L’affaire est examinée le 21 septembre 2010 par le juge des référés du tribunal administratif de Marseille chargé de dire si, conformément aux vœux du maire des Baux-de-Provence, Michel Fenard, Cathédrale d’Images doit être immédiatement expulsée. La justice administrative donne provisoirement raison à la Commune et ordonne l’évacuation des lieux sous astreinte de mille euros par jour de retard.
Mais après que Culturespaces eut été condamnée le 1er décembre 2015, par la Cour d’Appel de Paris, pour « parasitisme » au préjudice de Cathédrale d’Images, le 25 janvier 2016, le Conseil d’État examine la question de la légalité de l’expulsion de Cathédrale d’Images et tranche cette question de « domanialité » en faveur de la société, considérant son expulsion illégale.

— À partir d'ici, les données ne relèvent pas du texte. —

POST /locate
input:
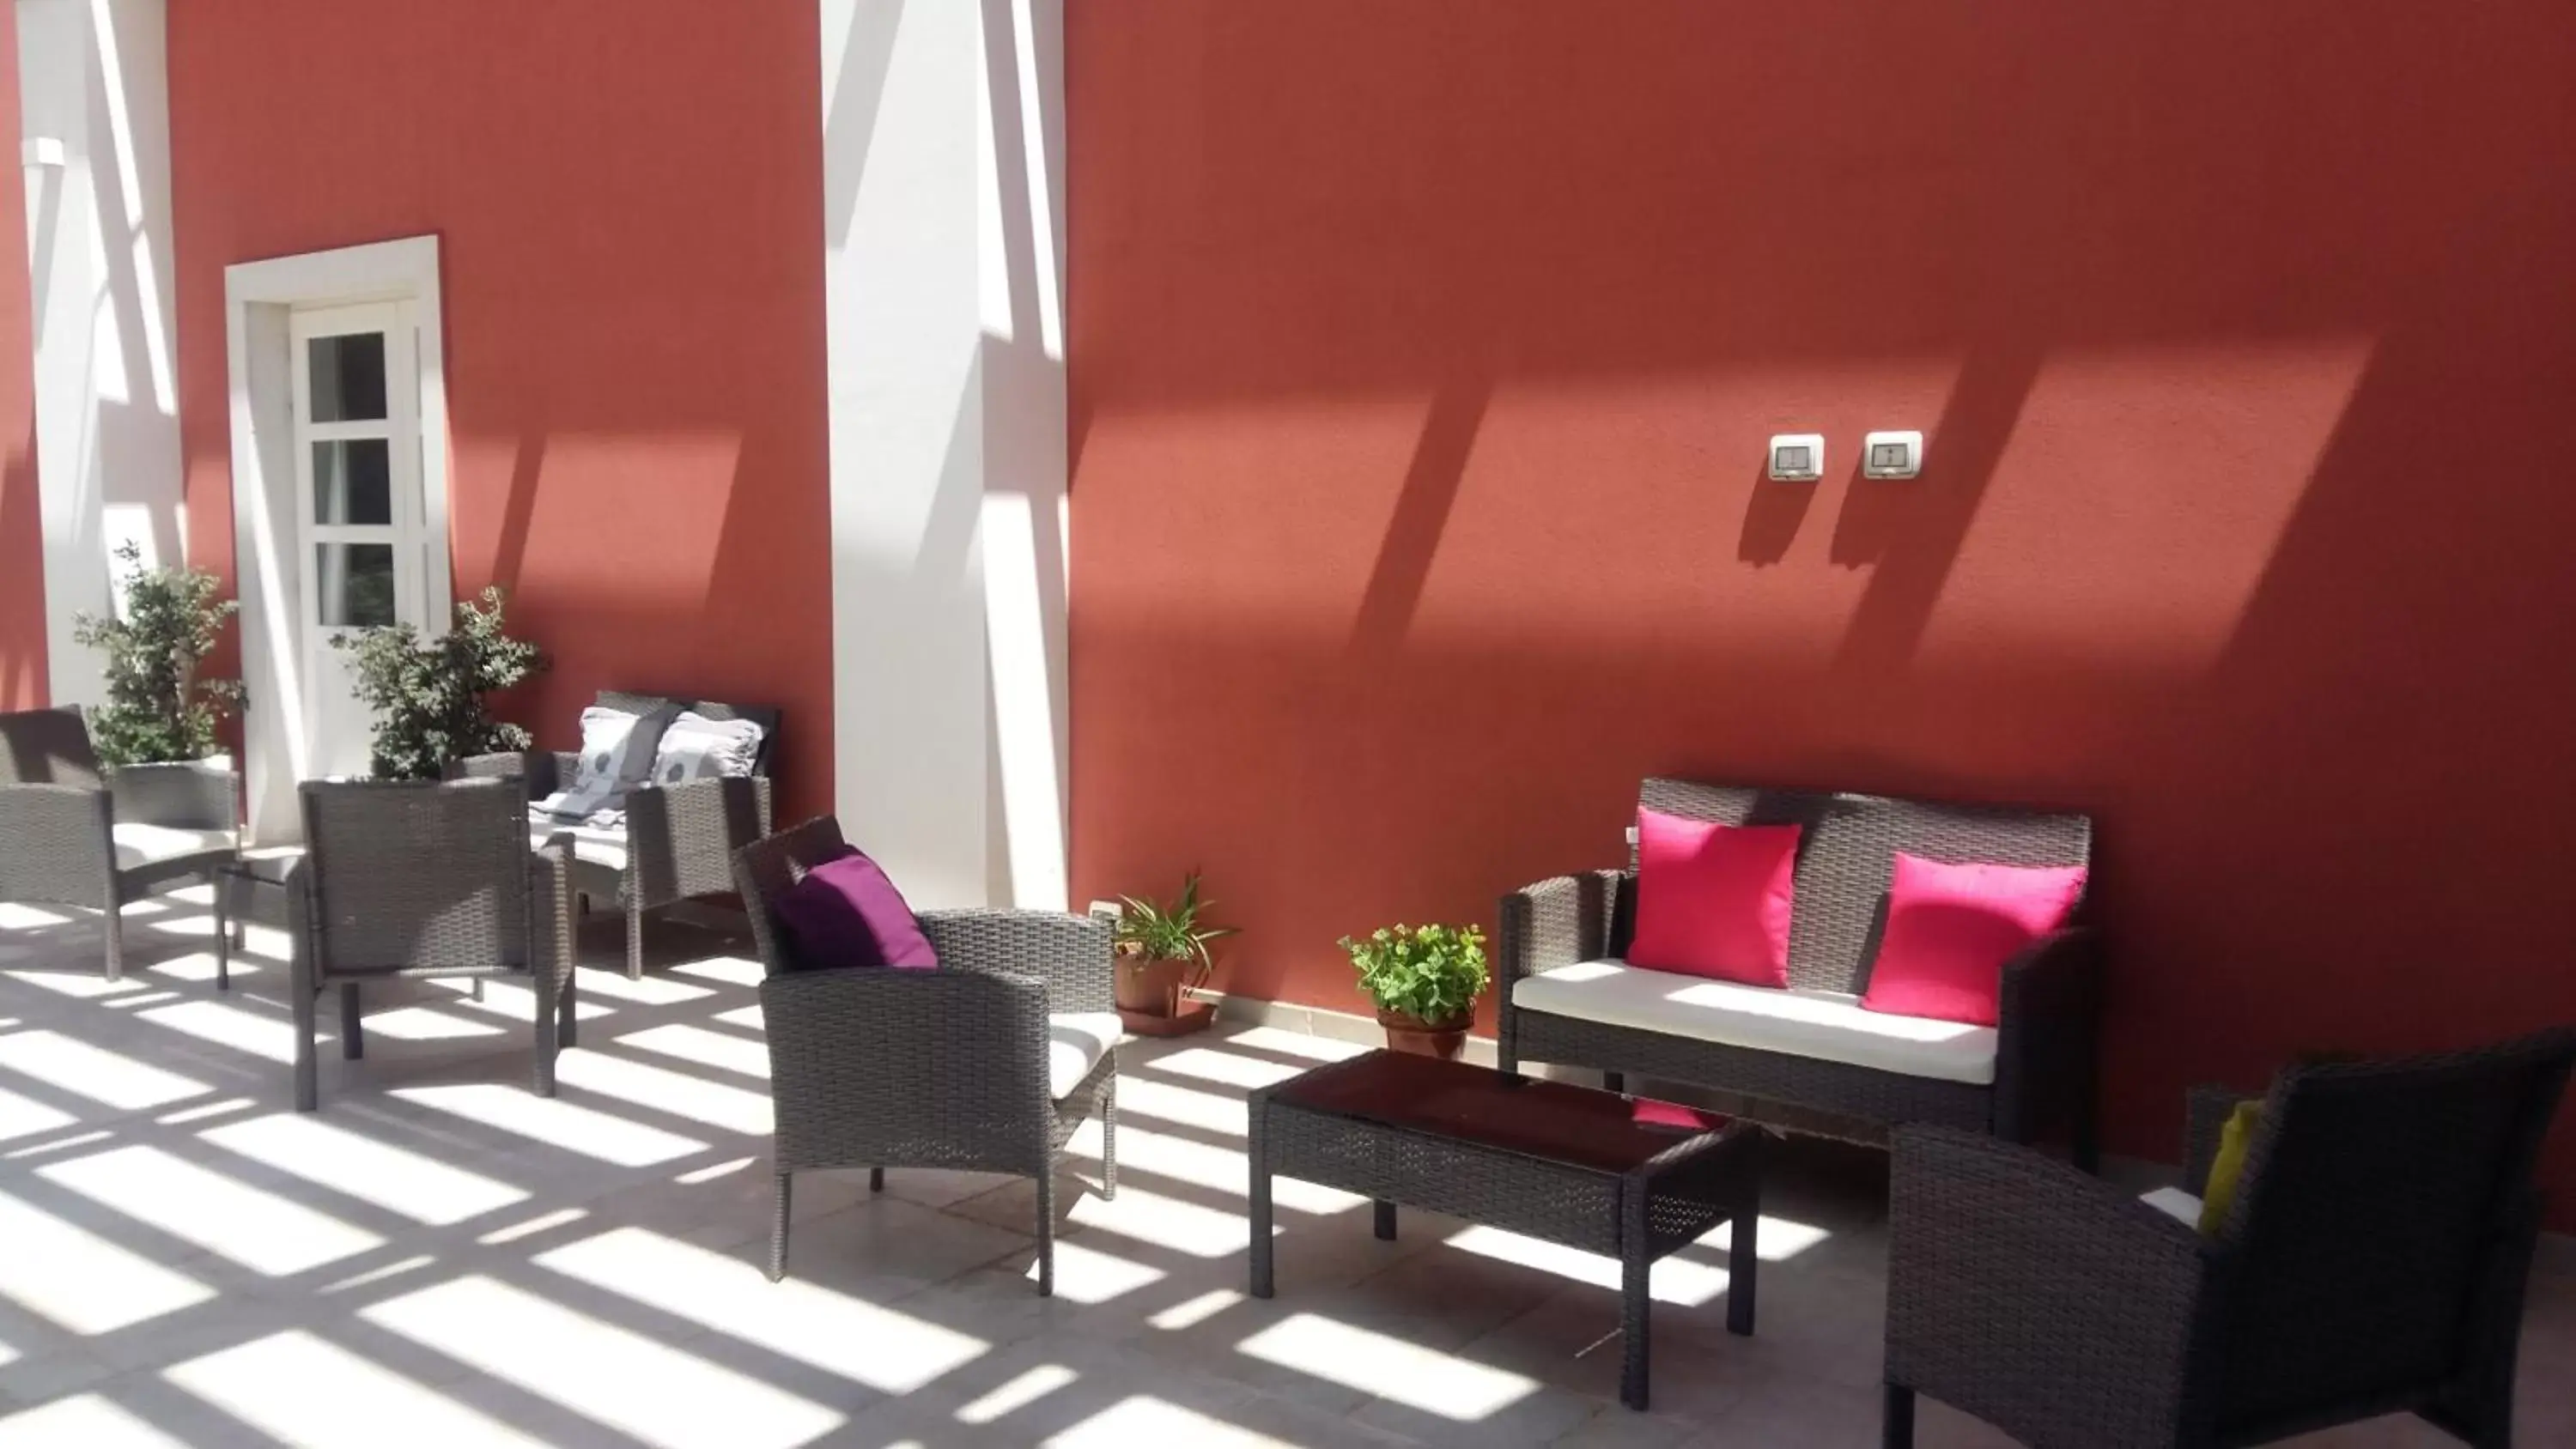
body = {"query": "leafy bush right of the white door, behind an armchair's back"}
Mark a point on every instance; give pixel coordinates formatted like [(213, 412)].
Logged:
[(429, 696)]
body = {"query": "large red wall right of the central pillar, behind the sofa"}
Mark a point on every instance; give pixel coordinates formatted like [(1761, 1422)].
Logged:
[(1423, 362)]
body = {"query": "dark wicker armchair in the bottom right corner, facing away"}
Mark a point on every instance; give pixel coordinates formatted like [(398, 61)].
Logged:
[(2374, 1262)]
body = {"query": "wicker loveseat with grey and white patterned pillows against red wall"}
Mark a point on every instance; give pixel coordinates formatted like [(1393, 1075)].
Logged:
[(676, 845)]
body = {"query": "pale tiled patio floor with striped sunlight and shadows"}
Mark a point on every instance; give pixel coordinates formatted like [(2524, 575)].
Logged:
[(444, 1260)]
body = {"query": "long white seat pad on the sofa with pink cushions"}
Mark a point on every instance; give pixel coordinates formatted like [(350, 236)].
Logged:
[(1820, 1026)]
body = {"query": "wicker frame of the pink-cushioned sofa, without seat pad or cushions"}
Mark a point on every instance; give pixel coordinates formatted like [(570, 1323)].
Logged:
[(2044, 1044)]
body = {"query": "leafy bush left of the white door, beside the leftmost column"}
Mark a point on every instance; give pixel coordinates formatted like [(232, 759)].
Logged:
[(158, 712)]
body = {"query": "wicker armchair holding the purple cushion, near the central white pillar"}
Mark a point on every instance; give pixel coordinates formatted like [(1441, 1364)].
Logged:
[(985, 1064)]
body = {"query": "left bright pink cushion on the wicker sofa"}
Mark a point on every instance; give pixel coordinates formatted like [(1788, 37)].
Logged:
[(1714, 900)]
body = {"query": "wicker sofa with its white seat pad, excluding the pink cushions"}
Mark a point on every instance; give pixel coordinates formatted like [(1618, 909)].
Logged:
[(1570, 1000)]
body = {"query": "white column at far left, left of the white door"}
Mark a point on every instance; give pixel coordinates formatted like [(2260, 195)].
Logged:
[(97, 158)]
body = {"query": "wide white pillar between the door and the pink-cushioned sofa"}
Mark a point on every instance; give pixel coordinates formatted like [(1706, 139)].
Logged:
[(944, 277)]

Parallèlement, la Commune des Baux-de-Provence est condamnée en 2018 par le tribunal de grande instance de Tarascon à verser près de 5,8 millions d’euros de dommages et intérêts à la société Cathédrale d’images, une décision partiellement amendée par la Cour de Cassation (avec un alourdissement de la facture porté à 6,4 millions d’euros par le cour d’appel de Lyon).
Le 20 septembre 2018, un article de Renaud Lecadre, dans le journal Libération, révèle les mises en examen au pôle financier de Paris du maire des Baux-de-Provence, Michel Fenard, pour « favoritisme » lors de l’appel d’offres de la délégation de service public remportée par Culturespaces, filiale d’Engie, société qui est également mise en examen, de même que son PDG, Bruno Monnier, tous deux pour « recel de favoritisme« , ayant conduite à leur condamnation en 2023 rappelée en préambule de cet article.
En 2023, la résiliation anticipée de la délégation de service public est prononcée par la cour administrative de Marseille, au regard des nombreuses irrégularités entachant la procédure de passation.
Cette décision sera annulée par le Conseil d’Etat en 2024, ce dernier estimant que Cathédrale d’Images n’a pas apporté la justification qu’elle était « lésée dans ses intérêts de façon suffisamment directe et certaine par la poursuite de l’exécution de la convention de service public conclue le 23 avril 2010 ». c’est celle décision qui est aujourd’hui contestée devant la Cour européenne des droits de l’Homme (CEDH)
Enfin, la Cour de cassation sera elle aussi appelée à se prononcer sur requête de la société Cathédrale d’Images visant les actes présumés de « parasitisme, dénigrement, pratiques commerciales trompeuses et déloyales de la société Culturespaces ».